Winston Churchill supposedly once said, “Never let a good crisis go to waste.” Cybercriminals have taken this to heart with a number of scams during the COVID-19 pandemic.
These scams come in a variety of forms and use social engineering to trick people into performing an action that is not in their best interest. Common types of social engineering attacks include:
- Phishing: a general term for social engineering over messages; most people associate it with email.
- Vishing (voice phishing): a phishing attack using the telephone, such as telemarketing scams.
- Smishing (SMS phising): uses text messaging as a means of attack. An increasingly common method as malicious links in text messages have proven to be an easy means of attack.
- Social media: scammers use messaging apps, fake quizzes, or apps on social media to steal personal data.
COVID-19 Test Kit
The best way to determine if you have been infected with COVID-19 is to take a COVID-19 test; however, is not widely available. Cybercriminals have taken advantage of peoples’ desire for testing; phishing emails, text messages, and even in-person visits from people claiming to be from the CDC all promise access to free COVID-19 testing.
Fake vaccine offers are one of the most common and damaging kinds of COVID-19 scams. Unfortunately, according to experts, a vaccine is unlikely to be available for a year or more. This, however, has not stopped scammers from trying to sell one to people today.
Fake Notices from Health Authorities
In a climate of uncertainty and fear—like that generated by COVID-19—information from trusted authorities is essential. Organizations like the Centers for Disease Control (CDC) and the World Health Organization (WHO) offer a wealth of information on how people can protect themselves. Many scammers have chosen to nefariously “amplify” this information, using emails purporting to be from these and similar organizations which contain links to phishing sites or carry malicious attachments.
At the beginning of the COVID-19 pandemic, toilet paper and cleaning supplies were extremely scarce. While many of the shortages have somewhat eased, masks, hand sanitizer, and other supplies remain in short supply. Phishers have used these shortages to their advantage, creating messages that offer free or deeply discounted supplies in an attempt to steal personal data or infect computers with malware.
Infection With COVID-19
Many organizations and governments are working to develop COVID-19 tracing applications. Such applications would notify potentially infected peopled to seek testing or self-quarantine before they affect others. Cybercriminals have taken advantage of these efforts by sending out text messages informing people that they may be infected. These messages include a link for more information, which directs the recipient to a malicious site.
Different jurisdictions have implemented varying levels of quarantine during COVID-19. In some places, people are advised to limit their movements, while in others, leaving quarantine is illegal and could result in fines or other penalties.
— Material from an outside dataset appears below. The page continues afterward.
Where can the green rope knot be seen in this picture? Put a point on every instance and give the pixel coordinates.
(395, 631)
Scammers have used this as an opporutnity to send text messages informing people that they have broken quarantine and have subsequently been fined. Links included in these phishing messages lead to malicious sites, rather than the legitimate government site they claim to originate from.
Social Engineering on Social Media
As people practice social distancing, they increasingly use social media. This has led to a rise in online quizzes found across various social media sites. While these quizzes may appear to be harmless fun, in reality, they can be very dangerous. Very often, the information users provide to these quizzes is the same data they use to answer security questions connected to their personal accounts.
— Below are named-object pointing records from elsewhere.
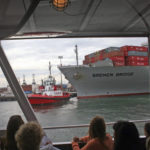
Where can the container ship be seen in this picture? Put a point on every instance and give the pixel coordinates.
(114, 71)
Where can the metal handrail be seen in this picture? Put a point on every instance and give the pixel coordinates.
(87, 125)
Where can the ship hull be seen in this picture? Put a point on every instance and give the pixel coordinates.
(43, 99)
(92, 82)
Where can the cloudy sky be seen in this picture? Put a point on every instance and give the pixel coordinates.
(28, 57)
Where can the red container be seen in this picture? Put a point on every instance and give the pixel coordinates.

The economic impact of the COVID-19 pandemic has led to a large stimulus package, with many U.S. citizens receiving payouts in the form of electronic checks. These checks are desposited into the same accounts that were used to pay their state and federal taxes. Scammers are attempting to steal financial information by masquerading as banking institutions.
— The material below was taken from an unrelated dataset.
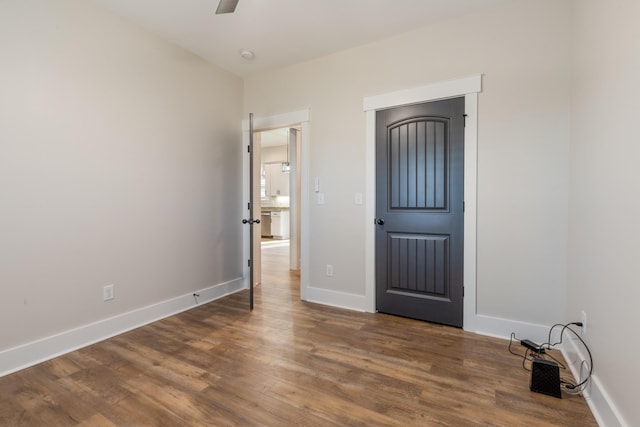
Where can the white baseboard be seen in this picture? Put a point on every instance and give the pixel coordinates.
(26, 355)
(336, 298)
(502, 328)
(599, 401)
Staying Safe During the Pandemic
Scams and phishing emails are a part of daily life, but during a crisis they grow in volume and effectiveness. People are more likely to fall prey to a phishing attack during a time of uncertainty when emotions are high, like the COVID-19 pandemic. It’s important to excercise extra caution when interacting with unusual emails, texts, phone calls, and social media messages. Remember, if it seems too good to be true, it probably is.